Too many sales people, argues Dominic Grudzien of recruitment specialist Harrison Scott Associates, are paid on turnover, and not according to the profit they obtain.
In the many years I have been recruiting, one of the things I have never been able to fathom is the number of sales executives who are paid on turnover and not profit. Although admittedly there has been a slight shift of emphasis on awareness of profitability in recent yeas, the majority when asked the question about what profit they generate, really do not know.
Ask them for their turnover and it is not a problem. In fact they get quite frustrated at times because certain key information is withheld from them. It is like awarding the Premiership title to the team that has the biggest ground or the most fans as opposed to the team that has earned the most points.

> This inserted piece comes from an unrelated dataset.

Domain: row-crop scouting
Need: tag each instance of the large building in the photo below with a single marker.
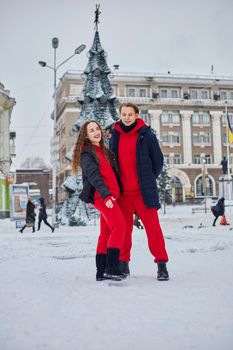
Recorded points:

So where does the problem lie?
People will no doubt take issue with some of my comments, but surely everyone will agree with me that if you are not in full possession of key information - that is profit margins, how can you seriously enter a negotiating position with your customers? It is akin to entering a boxing match with one arm tied behind your back. Everyone today goes into a buying situation expecting some form of negotiation, as both parties are there to get the best deal for their respective companies. You can be sure that the print buyers the sales executives face across the table are fully aware of their margins.
So how can a representative go into a meeting without knowing how far they can go? Perhaps all print sales executives are mind-readers! Seriously, it has got to hamper people's ability to get the best deal. The old adage, "knowledge is power" has never been truer.
So, what is the answer? A change in mindset and attitude. In my company, and most other successful recruitment consultancies, all consultants know what they cost and what revenue they need to generate to be profitable. This is done not to encourage greed, but rather to give them the necessary information to make informed decisions when involved in negotiations for multiple assignments.
I find it difficult to comprehend why this is not the case in most print companies. I accept and recognise the fact that it is not always either appropriate or possible to know precisely what profit a job can generate in an initial meeting. Being aware of overall profitability has surely got to be one of the primary functions of a sales executive.
As Richard Husband, Sales Director of K2 says: "We always encourage our sales people to be aware of profitability. They have total accountability for their respective accounts and with this comes a responsibility to ensure that they have a commercial awareness as to what is an acceptable level of overall profit contribution. Each situation is based on its own merits, but as long as they operate within the agreed parameters set down, we believe in the capabilities of the people we employ. In fact, it gives them a greater sense of worth to the company."
The kudos of winning major blue chip accounts is all well and good, but I wonder how many decision makers out there can honestly say that they generate the profit you initially expected?
I know of numerous cases where all that initially glittered did not turn into gold. If only some of these decision makers could turn back the clock, they would have less grey hair and healthier bank balances.
In my experience, the best sales people we represent are, in the main, the ones who can really relate to the bottom line and talk properly about profitability.